Sorry Cathryne. Just saw your post. Interesting comment about grief with the novel. I felt a bit like that as I hovered wondering whether to read Watchman, would I ruin my experience with Mockingbird. I can’t speak for how anyone else would feel but I actually think it enhances my opinion. Mockingbird is a much better book but you can see the improvement, the changes as Harper Lee must have moved from one to the other. I appreciate the opportunity to explore her writing process with a glimpse at how her writing developed. But the tenor is there. The insight into how very difficult the process of societal change is, how it affects everyone. Is it like giving birth? A long period of anticipation, a shorter period of pain and dramatic effort and then the world is suddenly different in every way. But it is just the start.

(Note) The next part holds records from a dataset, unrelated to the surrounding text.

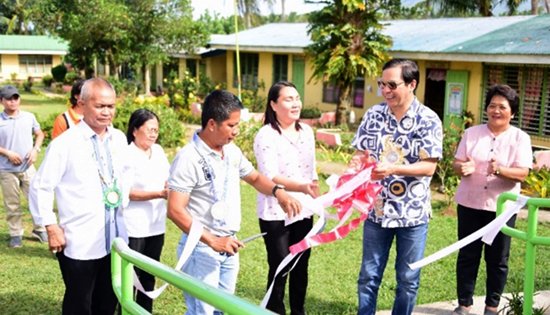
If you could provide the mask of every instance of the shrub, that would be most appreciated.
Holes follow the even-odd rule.
[[[199,87],[196,95],[199,99],[204,99],[206,95],[217,89],[225,89],[225,84],[216,85],[209,77],[201,75],[199,77]]]
[[[185,128],[178,120],[174,109],[167,106],[166,97],[126,97],[117,106],[117,113],[113,125],[126,133],[130,115],[139,109],[146,108],[153,111],[160,120],[158,143],[164,148],[178,147],[184,144]]]
[[[550,196],[550,169],[546,166],[540,169],[531,169],[521,184],[521,193],[535,198]]]
[[[265,83],[263,80],[258,84],[258,87],[256,87],[255,89],[243,90],[241,92],[241,101],[244,107],[248,108],[250,112],[263,113],[265,111],[267,98],[258,94],[260,89],[263,91],[262,95],[265,94]]]
[[[67,72],[67,74],[65,74],[65,78],[63,79],[63,83],[66,84],[66,85],[73,85],[79,79],[80,79],[80,75],[78,75],[78,73],[76,73],[74,71],[71,71],[71,72]]]
[[[262,128],[261,122],[250,120],[239,124],[239,135],[235,138],[235,144],[243,151],[246,158],[256,167],[256,157],[254,156],[254,137]]]
[[[195,124],[200,125],[201,124],[201,116],[193,115],[193,113],[190,110],[182,109],[178,112],[181,120],[188,124]]]
[[[52,68],[52,76],[55,82],[63,82],[66,74],[67,68],[65,68],[65,65],[61,64]]]
[[[117,96],[137,96],[140,84],[134,80],[120,80],[114,77],[110,77],[109,82],[115,88]]]
[[[44,142],[42,144],[42,147],[44,148],[50,144],[50,141],[52,141],[53,122],[55,121],[57,115],[57,113],[52,113],[45,118],[40,119],[40,115],[35,114],[35,116],[38,117],[40,129],[44,132]]]
[[[33,77],[28,77],[27,81],[23,82],[23,89],[25,92],[32,92],[32,85],[33,85]]]
[[[321,110],[317,107],[304,107],[300,113],[300,118],[312,119],[321,117]]]
[[[447,210],[453,208],[453,197],[460,183],[460,177],[453,170],[453,161],[456,149],[460,143],[464,129],[472,122],[473,114],[464,112],[460,117],[460,125],[451,124],[444,130],[443,136],[443,157],[437,163],[435,176],[439,179],[439,190],[445,195]]]
[[[187,71],[181,80],[175,71],[170,72],[168,78],[164,79],[164,87],[170,98],[170,106],[176,109],[189,110],[191,103],[197,101],[195,93],[199,91],[199,84]]]
[[[42,77],[42,84],[44,84],[45,87],[50,87],[53,83],[53,77],[50,74],[46,74]]]

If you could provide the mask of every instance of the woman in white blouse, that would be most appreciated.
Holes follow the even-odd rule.
[[[126,137],[130,146],[130,168],[126,173],[130,184],[130,202],[124,209],[129,247],[145,256],[160,260],[166,230],[166,180],[170,164],[162,147],[155,142],[159,135],[159,119],[147,109],[132,113]],[[143,288],[151,291],[155,278],[136,269]],[[138,292],[136,302],[152,313],[153,301]]]
[[[254,139],[254,154],[258,170],[286,188],[293,195],[319,195],[315,166],[313,130],[300,123],[302,102],[294,84],[275,83],[270,89],[264,116],[264,126]],[[273,195],[277,189],[273,189]],[[285,226],[285,213],[271,195],[258,194],[260,229],[267,232],[264,242],[269,264],[268,285],[279,263],[289,254],[289,246],[302,240],[313,226],[313,218],[305,218]],[[310,251],[304,252],[290,272],[289,297],[291,314],[305,314],[304,302],[308,282]],[[292,266],[294,263],[290,263]],[[282,274],[285,274],[284,276]],[[286,314],[284,305],[286,272],[279,273],[267,303],[267,309]]]

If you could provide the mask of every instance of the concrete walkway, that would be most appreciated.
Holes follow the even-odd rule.
[[[504,296],[510,297],[510,294],[505,294]],[[504,308],[507,305],[506,299],[501,299],[499,310]],[[534,297],[534,306],[535,307],[549,307],[545,315],[550,315],[550,291],[541,291],[538,292]],[[414,308],[413,314],[415,315],[451,315],[453,313],[453,310],[455,307],[458,306],[458,302],[456,300],[448,301],[448,302],[436,302],[431,304],[424,304],[424,305],[417,305]],[[472,309],[470,310],[470,314],[472,315],[483,315],[483,310],[485,308],[485,297],[484,296],[476,296],[474,297],[474,305],[472,306]],[[390,315],[391,311],[380,311],[376,313],[377,315]],[[502,313],[499,313],[502,314]],[[505,314],[505,313],[504,313]]]

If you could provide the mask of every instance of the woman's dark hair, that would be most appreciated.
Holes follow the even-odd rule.
[[[518,93],[516,93],[514,89],[512,89],[510,86],[506,84],[495,84],[487,90],[487,94],[485,95],[485,111],[487,111],[487,107],[489,107],[489,104],[491,104],[491,100],[495,95],[502,96],[508,101],[508,103],[510,104],[510,110],[512,111],[512,115],[515,115],[518,112],[519,110]]]
[[[143,124],[153,118],[155,118],[160,124],[160,120],[157,114],[148,109],[140,108],[132,113],[132,116],[130,116],[130,120],[128,121],[128,131],[126,132],[126,139],[128,140],[128,144],[132,143],[135,140],[134,131],[139,129],[141,126],[143,126]]]
[[[395,58],[384,64],[382,71],[390,68],[401,67],[401,76],[405,84],[410,84],[413,80],[416,81],[414,92],[420,84],[420,71],[418,71],[418,65],[416,62],[409,59]]]
[[[277,113],[275,113],[273,107],[271,107],[271,102],[277,103],[277,100],[279,99],[279,93],[285,87],[296,89],[296,86],[288,81],[279,81],[273,84],[271,88],[269,88],[269,92],[267,93],[267,105],[265,106],[264,125],[271,125],[271,127],[277,130],[279,134],[281,133],[281,128],[279,127],[279,121],[277,120]],[[299,121],[296,121],[294,127],[296,128],[296,130],[302,129]]]
[[[69,98],[69,101],[71,102],[71,105],[74,107],[76,106],[76,103],[78,100],[76,99],[77,95],[80,95],[80,91],[82,90],[82,85],[84,85],[84,81],[82,79],[76,80],[73,84],[73,87],[71,88],[71,98]]]

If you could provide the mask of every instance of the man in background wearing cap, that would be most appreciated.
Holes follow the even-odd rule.
[[[9,247],[17,248],[23,245],[20,195],[23,191],[25,197],[28,196],[31,178],[36,173],[33,164],[40,152],[44,133],[32,113],[19,109],[21,98],[14,86],[6,85],[0,89],[0,102],[4,106],[0,114],[0,186],[10,232]],[[40,242],[48,241],[43,226],[35,224],[32,236]]]

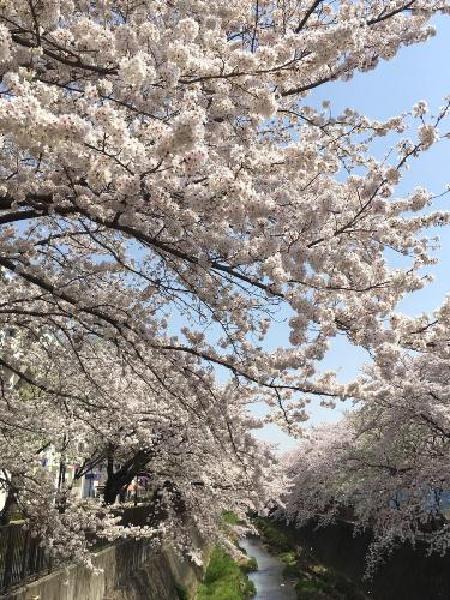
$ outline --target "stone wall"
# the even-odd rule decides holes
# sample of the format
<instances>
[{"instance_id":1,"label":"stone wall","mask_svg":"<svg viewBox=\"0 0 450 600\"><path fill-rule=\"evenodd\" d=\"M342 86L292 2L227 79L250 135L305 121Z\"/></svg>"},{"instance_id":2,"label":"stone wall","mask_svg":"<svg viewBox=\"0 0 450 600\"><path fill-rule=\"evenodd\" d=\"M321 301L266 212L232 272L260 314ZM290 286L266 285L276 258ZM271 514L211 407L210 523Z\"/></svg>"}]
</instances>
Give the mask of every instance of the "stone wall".
<instances>
[{"instance_id":1,"label":"stone wall","mask_svg":"<svg viewBox=\"0 0 450 600\"><path fill-rule=\"evenodd\" d=\"M155 550L126 541L100 550L95 573L71 565L2 598L8 600L179 600L177 587L193 598L201 570L170 548Z\"/></svg>"}]
</instances>

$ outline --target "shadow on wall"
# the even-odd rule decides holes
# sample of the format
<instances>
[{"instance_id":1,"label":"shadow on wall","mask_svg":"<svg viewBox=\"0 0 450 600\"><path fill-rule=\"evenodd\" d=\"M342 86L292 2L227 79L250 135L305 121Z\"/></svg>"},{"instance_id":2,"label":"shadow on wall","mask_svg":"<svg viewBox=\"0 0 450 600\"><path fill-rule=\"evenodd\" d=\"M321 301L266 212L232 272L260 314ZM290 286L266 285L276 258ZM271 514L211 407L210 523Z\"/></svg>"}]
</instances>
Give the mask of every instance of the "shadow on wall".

The real process just beginning and takes a lifetime to show its true potential.

Watchman just opened my eyes to how good people can have rigid thoughts. It can take all of us time to change.

Barbara – I hope things are a little better for you now. When life just seems overwhelming to me, I have a tendency to go under the covers and not poke my head out til it’s over. I think I have been doing that (at least emotionally) since the other day – I was in a little accident – nobody hurt, thank goodness, but it was totally my fault and due to just plain carelessness. It really spooked me, not because of what happened, but what might have happened. A perfectly lovely young woman was sitting in her car with her very young son (looked to be about 3 to me) and her frail-looking grandmother, when I came along and side-swiped them. If circumstances had been a little different, I could have really hurt them, and just the thought of that fills me with sadness. I am so grateful that nothing bad happened to them, but also a wake-up call to me to how much I drive (and do so many other things) without giving them all the thought and care they need…. Feeling better now, but it really did shake me up a bit.

Oh dear Julie. I am so pleased that everyone is ok, physically at least. I can still think of a near accident I almost had and it sends absolute chills down my spine. And that was an almost! It only takes a moment of distraction doesn’t it. Take a deep breath and we will all be grateful it wasn’t as bad as could have been. Take solace in knowing it happens to all of us.

How are you Barbara. I know about wanting to be under the covers like Julie but the true measure is that you come out and face the world again. Actually there is nothing wrong with a short retreat to catch your breath and regain your equilibrium. You are strong Barbara and you will be ok but we are all here thinking of you and sending love and support to help you through the tough moments. I know it’s a virtual hug but it’s a real hug.

Oh, Dear Julie. Your experience must have been very disturbing. I’m so glad no one was hurt. About two years ago, I hit a parked truck. It was my fault, of course, but it had an extended bed (I think it is called) which made it longer than the other vehicles. I misjudged how far it was in my lane. I was afraid to drive for months.
I have a better grasp on things now than last week due largely to you wonderful friends here at the Bistro. Hope things are back to normal for you, Julie.